Lestat de Lioncourt
“Recuerdo el llanto de su violín
cada noche. Tengo presente las conversaciones que nos dedicamos como
si hubiesen ocurrido ayer mismo. Es complejo recordar tan bien
algunos hechos, y otros enterrarlos en el olvido como si nunca
hubiesen ocurrido. Quizás tengo memoria selectiva o tal vez es Amel
que juega con mi mente provocando que los fantasmas aparezcan, se
paseen frente a mí y compartan conmigo viejos secretos. Aquí,
sentado frente al fuego, me pregunto si sufrió en sus últimos
momentos y reescribo la historia mil veces, paso por paso, volviendo
a París para aferrarme a él antes de su juicio final. Se convirtió
en cenizas, humo y astillas de violín bajo los pies de unos reyes de
mármol, poder y eternidad.
Se marchó sin despedirse realmente.
Tan sólo dejó un legado que terminó como él, en las llamas, en
mitad de una noche fría y turbia. Sus obras no se reescribieron más,
ni se representaron ante mis ojos, pero fueron las tortuosas
maravillas que Louis pudo observar aquel día junto a nuestra
pequeña. Hablaban de sueños, miedo, inocencia perdida, muerte,
destrucción, caos en un infierno de adoquines y estrellas vacías,
bohemios sentimientos sobre política, la danza macabra de los ríos
de almas, codicia, piedad infame, enfermedades atroces, marionetas
hechas de sueños imposibles y príncipes vendidos a su destino.
Hablaban de él, del páramo oscuro donde se encontraba como un
cuervo graznando, y de mí. Sobre todo hablaban del vacío oscuro que
había dejado en su pequeño, el cual fue engullendo a su alma llena
de matices y luz propia. Se creía oscuro, perverso, villano de
villanos y sólo era un pobre diablo intentando seguir soñando.

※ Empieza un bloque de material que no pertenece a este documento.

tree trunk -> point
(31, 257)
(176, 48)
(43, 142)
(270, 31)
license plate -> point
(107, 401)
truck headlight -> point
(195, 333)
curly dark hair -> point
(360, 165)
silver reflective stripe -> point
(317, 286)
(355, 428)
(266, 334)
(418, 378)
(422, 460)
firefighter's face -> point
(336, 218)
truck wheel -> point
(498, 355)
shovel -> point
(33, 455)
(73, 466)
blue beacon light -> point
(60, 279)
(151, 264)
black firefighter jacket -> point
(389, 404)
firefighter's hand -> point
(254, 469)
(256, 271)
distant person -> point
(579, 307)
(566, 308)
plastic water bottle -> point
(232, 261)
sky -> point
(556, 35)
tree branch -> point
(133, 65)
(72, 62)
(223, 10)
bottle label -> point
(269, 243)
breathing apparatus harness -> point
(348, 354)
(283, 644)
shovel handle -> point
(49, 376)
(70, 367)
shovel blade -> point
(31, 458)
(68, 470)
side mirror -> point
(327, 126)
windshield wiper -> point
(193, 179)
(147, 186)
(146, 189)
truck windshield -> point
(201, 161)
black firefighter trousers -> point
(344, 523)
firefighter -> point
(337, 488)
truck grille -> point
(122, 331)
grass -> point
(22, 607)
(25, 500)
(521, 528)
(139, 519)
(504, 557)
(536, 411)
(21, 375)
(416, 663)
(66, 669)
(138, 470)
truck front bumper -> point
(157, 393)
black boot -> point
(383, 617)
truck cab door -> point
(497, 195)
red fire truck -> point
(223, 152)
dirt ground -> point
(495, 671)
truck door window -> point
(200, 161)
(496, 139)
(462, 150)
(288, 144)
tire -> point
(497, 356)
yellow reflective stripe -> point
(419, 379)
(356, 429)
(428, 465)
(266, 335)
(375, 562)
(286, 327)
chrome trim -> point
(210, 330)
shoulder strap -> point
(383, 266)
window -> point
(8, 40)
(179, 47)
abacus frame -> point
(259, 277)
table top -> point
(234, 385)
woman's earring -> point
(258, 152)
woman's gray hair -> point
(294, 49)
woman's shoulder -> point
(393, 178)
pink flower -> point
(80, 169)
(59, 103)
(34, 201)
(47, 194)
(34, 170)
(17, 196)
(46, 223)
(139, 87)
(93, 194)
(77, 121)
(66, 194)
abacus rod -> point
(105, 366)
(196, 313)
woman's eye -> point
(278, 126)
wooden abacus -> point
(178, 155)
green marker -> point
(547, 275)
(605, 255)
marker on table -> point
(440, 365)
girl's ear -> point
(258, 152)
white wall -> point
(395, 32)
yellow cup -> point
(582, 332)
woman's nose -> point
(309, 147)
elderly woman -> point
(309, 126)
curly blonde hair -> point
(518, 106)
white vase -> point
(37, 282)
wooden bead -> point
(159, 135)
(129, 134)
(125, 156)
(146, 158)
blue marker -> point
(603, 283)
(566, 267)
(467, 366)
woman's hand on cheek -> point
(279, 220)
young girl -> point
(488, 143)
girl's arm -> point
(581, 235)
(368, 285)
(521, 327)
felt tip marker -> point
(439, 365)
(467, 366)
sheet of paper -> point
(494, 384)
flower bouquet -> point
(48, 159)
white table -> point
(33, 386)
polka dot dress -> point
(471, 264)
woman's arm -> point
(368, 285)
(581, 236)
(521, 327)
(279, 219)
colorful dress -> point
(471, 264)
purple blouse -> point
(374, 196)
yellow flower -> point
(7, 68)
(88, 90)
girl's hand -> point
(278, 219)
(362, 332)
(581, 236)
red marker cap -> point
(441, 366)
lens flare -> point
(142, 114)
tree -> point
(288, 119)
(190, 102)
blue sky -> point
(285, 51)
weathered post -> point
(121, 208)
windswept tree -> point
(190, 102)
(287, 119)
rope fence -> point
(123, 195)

Si pudiese alcanzar un minuto de paz,
con el certero conocimiento de su libertad y su felicidad allá donde
se encuentre su condenada alma, sería feliz. Sin embargo, sé que
sufre. Un ser sensible, pero lleno de heridas, no puede ser feliz en
mitad de la oscuridad cegadora ansiando, posiblemente, un candil para
seguir el camino que creyó desear abandonar. Me pregunto si en algún
momento podré cruzarme con su fantasma, con el ser que ahora es, y
abrazarlo del mismo modo que lo he hecho con otros vampiros que han
conseguido un cuerpo creado con poder, luz y tiempo. Él era mi
violinista, el violinista que creé con cada caricia salvaje y
destructivo beso. Me convertí en su verdugo, fui quien apiló los
troncos y encendió la hoguera aunque me encontrara en el Cairo.
Todavía parte de mí lo ama. Aún hay
un trozo de mi alma que ansía reconciliarse con la suya.”
El papel se hallaba entre sus delgados
y largos dedos. Sus viejas uñas largas, perfectas para tocar el
violín únicamente con sus manos desnudas, acariciaban la hoja
arrugada de letra cursiva y elegante. Era la letra de Lestat. Una
letra hermosa, llena de misterio y pasión. Cuando lo conoció no
sabía leer, escribir o hacer una cuenta sencilla. Sin embargo,
quería ser actor y discutir sobre política, religión y toda la
filosofía que pudiese admitir su alma. Codiciaba saber y él
codiciaba a Lestat. Amó a ese estúpido noble arruinado, el cual se
paseaba por el pueblo con sus piezas de caza al hombro y sonriendo
eufórico hasta la taberna, hasta el fin de sus días. Pero, sus días
no tenían fin. Aún lo amaba, del mismo modo que lo aborrecía y lo
odiaba.
—Lestat, Lestat... ¿no creaste a ese
pánfilo porque te recordaba a ti? ¿No fuiste mecenas de un pianista
arruinado y desheredado de toda su fortuna? Ah... pequeño mío...
¡Tan bonito, idiota e iluso como siempre!—dijo tirando el papel al
suelo, para luego caminar por la habitación observando los libros
colocados con dedicación en cada estantería, las hermosas
esculturas y el cómodo diván, así como el hermoso escritorio de
roble con patas de león. Lo observaba deleitándose con la belleza
de las cortinas, las vidrieras y todo lo que allí había. Respiró
profundamente y se desvaneció suavemente.